多次编码(使用相同的编码格式)一个字符串有什么坏处吗? (Python)

发布于 2024-10-07 08:04:33 字数 280 浏览 4 评论 0原文

在Python中使用相同的编码格式多次编码一个字符串有什么坏处吗? (即UTF-8)?

我有一个函数,它使用另一个函数从文档中获取字符串,然后序列化该字符串。目前,第二个函数(从文档中获取字符串的函数)的唯一用户是第一个函数。

这将来可能会改变,有人可能决定在另一个序列化(或类似)函数中使用它,而不首先将其结果编码为 UTF-8。我想知道始终从中返回 UTF-8 编码的字符串是否安全(目前该字符串也将由序列化函数重新.encode())。我的测试表明这不是问题,但是我想我应该问一下。

谢谢你!

Is there any harm to encoding a string multiple times in python, with the same encoding format? (i.e, UTF-8)?

I have a function that uses another function to get a string from a document, and then serialize the string.

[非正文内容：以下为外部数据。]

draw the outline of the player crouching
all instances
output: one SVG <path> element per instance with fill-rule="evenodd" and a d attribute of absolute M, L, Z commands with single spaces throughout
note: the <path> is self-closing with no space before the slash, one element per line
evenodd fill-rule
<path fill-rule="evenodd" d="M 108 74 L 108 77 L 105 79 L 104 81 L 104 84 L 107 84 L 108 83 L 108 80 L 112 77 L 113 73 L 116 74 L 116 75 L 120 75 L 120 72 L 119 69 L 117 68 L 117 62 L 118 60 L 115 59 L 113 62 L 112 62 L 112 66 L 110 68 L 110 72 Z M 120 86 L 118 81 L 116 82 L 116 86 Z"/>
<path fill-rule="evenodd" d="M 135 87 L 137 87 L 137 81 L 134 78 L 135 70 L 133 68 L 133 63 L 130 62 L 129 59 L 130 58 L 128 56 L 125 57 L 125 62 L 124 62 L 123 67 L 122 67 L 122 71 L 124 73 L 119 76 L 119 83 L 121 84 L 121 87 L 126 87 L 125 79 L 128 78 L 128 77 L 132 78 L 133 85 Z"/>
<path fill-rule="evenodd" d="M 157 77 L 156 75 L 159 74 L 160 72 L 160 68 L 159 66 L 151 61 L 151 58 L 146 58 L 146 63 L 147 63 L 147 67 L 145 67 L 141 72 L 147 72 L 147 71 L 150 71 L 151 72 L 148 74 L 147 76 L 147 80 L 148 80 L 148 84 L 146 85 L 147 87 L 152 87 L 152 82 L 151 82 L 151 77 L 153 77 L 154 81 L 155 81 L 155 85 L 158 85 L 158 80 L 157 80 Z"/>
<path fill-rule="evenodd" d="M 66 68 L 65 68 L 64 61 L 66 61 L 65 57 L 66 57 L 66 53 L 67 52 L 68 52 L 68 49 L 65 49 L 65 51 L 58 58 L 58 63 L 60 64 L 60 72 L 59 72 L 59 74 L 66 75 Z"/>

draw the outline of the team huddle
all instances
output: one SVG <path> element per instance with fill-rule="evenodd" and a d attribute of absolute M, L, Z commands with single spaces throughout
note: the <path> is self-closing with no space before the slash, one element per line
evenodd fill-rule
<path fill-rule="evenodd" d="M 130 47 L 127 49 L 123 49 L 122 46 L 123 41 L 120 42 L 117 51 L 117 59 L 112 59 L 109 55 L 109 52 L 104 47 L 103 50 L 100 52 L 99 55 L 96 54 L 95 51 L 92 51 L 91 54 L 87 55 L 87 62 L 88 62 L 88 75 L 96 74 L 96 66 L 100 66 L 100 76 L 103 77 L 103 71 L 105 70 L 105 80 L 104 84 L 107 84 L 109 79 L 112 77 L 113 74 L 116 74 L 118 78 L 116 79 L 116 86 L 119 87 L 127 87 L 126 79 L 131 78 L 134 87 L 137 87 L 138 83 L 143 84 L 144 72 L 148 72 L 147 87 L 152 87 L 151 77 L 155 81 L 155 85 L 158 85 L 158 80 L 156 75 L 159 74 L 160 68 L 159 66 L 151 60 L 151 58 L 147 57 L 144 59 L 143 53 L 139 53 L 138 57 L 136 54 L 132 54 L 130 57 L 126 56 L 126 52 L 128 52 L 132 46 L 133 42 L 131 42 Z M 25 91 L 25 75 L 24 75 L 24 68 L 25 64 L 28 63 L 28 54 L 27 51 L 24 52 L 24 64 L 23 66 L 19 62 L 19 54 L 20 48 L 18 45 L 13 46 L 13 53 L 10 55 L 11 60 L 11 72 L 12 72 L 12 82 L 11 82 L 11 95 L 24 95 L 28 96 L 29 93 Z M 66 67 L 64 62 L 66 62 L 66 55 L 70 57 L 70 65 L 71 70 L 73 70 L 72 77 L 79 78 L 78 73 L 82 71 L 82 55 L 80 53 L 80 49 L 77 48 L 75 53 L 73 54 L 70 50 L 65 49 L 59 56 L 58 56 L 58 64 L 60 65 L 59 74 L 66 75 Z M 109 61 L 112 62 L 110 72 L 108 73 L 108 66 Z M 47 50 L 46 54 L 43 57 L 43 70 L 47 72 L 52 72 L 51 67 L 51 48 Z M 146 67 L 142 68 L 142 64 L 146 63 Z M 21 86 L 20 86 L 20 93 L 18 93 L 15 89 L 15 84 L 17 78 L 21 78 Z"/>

Currently, the only user of the second function(the one which gets the string from the document) is the first function.

This might change in the future, and someone might decide to use it in another serialization (or such) function, without encoding its result to UTF-8 first. I'm wondering if its safe to always return a UTF-8 encoded string from it (this string will also be re-.encode()'d by the serialization function, at the moment). My testing indicates this isn't a problem, but, I figured I'd ask.

Thank you!

如果你对这篇内容有疑问,欢迎到本站社区发帖提问 参与讨论,获取更多帮助,或者扫码二维码加入 Web 技术交流群。

扫码二维码加入Web技术交流群

发布评论

需要 登录 才能够评论, 你可以免费 注册 一个本站的账号。

评论(4

两个我 2024-10-14 08:04:34

你不能多次编码,这是行不通的。

>>> s = u"ä".encode('latin1')
>>> s = s.encode('latin1')
Traceback (most recent call last):
  File "<stdin>", line 1, in <module>
UnicodeDecodeError: 'ascii' codec can't decode byte 0xe4 in position 0: ordinal not in range(128)

看,您得到“ascii 编解码器无法解码”。字符串上的编码方法的作用是首先将字符串解码为 Unicode,然后使用给定的编码再次对其进行编码。它将使用系统编码对其进行解码,默认情况下为 ascii。

顺便说一句,这种行为是出乎意料的,在 Python 3 中消失了,其中字节没有编码方法,字符串没有解码方法。

因此,您根本无法对其进行多次编码,当然这是因为对编码字符串进行编码根本没有任何意义。编码是将 Unicode 转换为二进制表示形式,并且您无法进一步对二进制表示形式进行编码。

You can't encode multiple times, it doesn't work.

>>> s = u"ä".encode('latin1')
>>> s = s.encode('latin1')
Traceback (most recent call last):
  File "<stdin>", line 1, in <module>
UnicodeDecodeError: 'ascii' codec can't decode byte 0xe4 in position 0: ordinal not in range(128)

See, you get "ascii codec can't decode". What the encode method on a string does is that is first decodes the string to Unicode, and then encodes it again with the given encoding. It will decode it with the system encoding, which by default is ascii.

That behavior is unexpected and gone in Python 3, btw, where bytes doesn't have an encode method and strings doesn't have a decode method.

So you simply can't encode it multiple times, and of course that's because encoding an encoded string simply doesn't make any sense. Encoding is converting from Unicode to a binary representation, and you can't further encode a binary representation.

瞎闹 2024-10-14 08:04:34

除非字符串是纯 ascii,否则它可能会造成伤害(如果是纯 ascii,则无需担心 utf-8):

>>> a
u'a \xd7 b'
>>> a.encode("utf-8")
'a \xc3\x97 b'
>>> a.encode("utf-8").encode("utf-8")
Traceback (most recent call last):
  File "<stdin>", line 1, in <module>
UnicodeDecodeError: 'ascii' codec can't decode byte 0xc3 in position 2: ordinal not in range(128)

将字节序列和文本视为两个不同的事物是一种很好的做法。在 Python 3 中,它们是不同的东西:字节对象具有 decode() 方法,而字符串 (unicode) 对象具有 encode() 方法。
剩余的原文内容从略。